The water finally cleared up, just thought i would share


----------



## Pali (Dec 22, 2009)

Looks really nice !

Thanx for shareing

What shellie is that in the pictures?


----------



## netrippa (Jun 14, 2010)

great looking tank, love it, the background and sand color work well together

just wondering how big is your tank and what type of fish will you be stocking it with

by the way is that your tank in the 'tank of the month' photos on the designs by nature web site, just curious


----------



## blusue2 (Sep 9, 2010)

BEAUTIFUL!!


----------



## Manoah Marton (Feb 17, 2009)

Great looking tank imo. Only comment is to get rid of the 'white' shells, and get something darker and less noticeable. Right now they sort of look out of place. But if you like it, hey...keep it as is.
But excellent job!

Manoah Marton


----------



## Sshhyguy (Mar 20, 2003)

Thanks for the comments!



netrippa said:


> great looking tank, love it, the background and sand color work well together
> 
> just wondering how big is your tank and what type of fish will you be stocking it with
> 
> by the way is that your tank in the 'tank of the month' photos on the designs by nature web site, just curious


The tank is only 75g and the shells and rock and all the filters are from the previous tank so hopefully my cycle stays true , right now i have a pleco, syno cat, and a few multies from my previous set up. The pleco and cat hide out in the big cracks so you rarely see them. Once im sure the tank is stable the multies are coming out and i think i will go with a few Eretmodus cyanostictus, Xenotilapia sp. and Cyprichromis leptosoma. The upper part of the tank is all open except for about 5" so hopefully that will give the cyps enough room to roam around? The pictures are a little deceiving, it look like the background takes up the whole tank, i only really lost the room on the bottom left. And yes the 10g tank on the site is mine, its empty at the moment, going to try and find a new home for it, its a great little shellie tank.


----------



## apex82 (Jul 16, 2010)

Background is one of the nicest I have seen. Which one is it on your website?


----------



## Sshhyguy (Mar 20, 2003)

apex82 said:


> Background is one of the nicest I have seen. Which one is it on your website?

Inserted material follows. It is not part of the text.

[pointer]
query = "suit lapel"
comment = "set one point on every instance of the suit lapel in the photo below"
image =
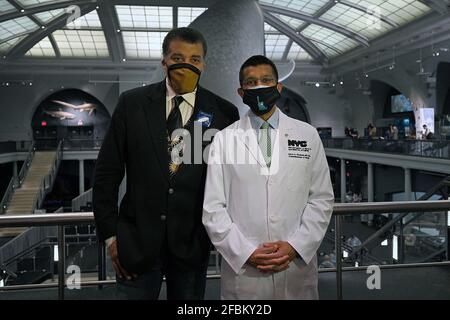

Thanks apex, its the pombo rocks.


----------



## kiriyama (Oct 20, 2010)

Very nice, like the way the background and sand just merge together, nice shapes and curves on the background, lovely :thumb: 
:fish:


----------



## wlyons9856 (Sep 16, 2010)

Best 3D BG *** seen so far.


----------



## 18fisher (Mar 2, 2006)

awsome background how did ya make it,if you dont mind what materials did you use :thumb:


----------



## Gomba11 (Oct 14, 2010)

I like the shells in there! Its adds a nice contrast


----------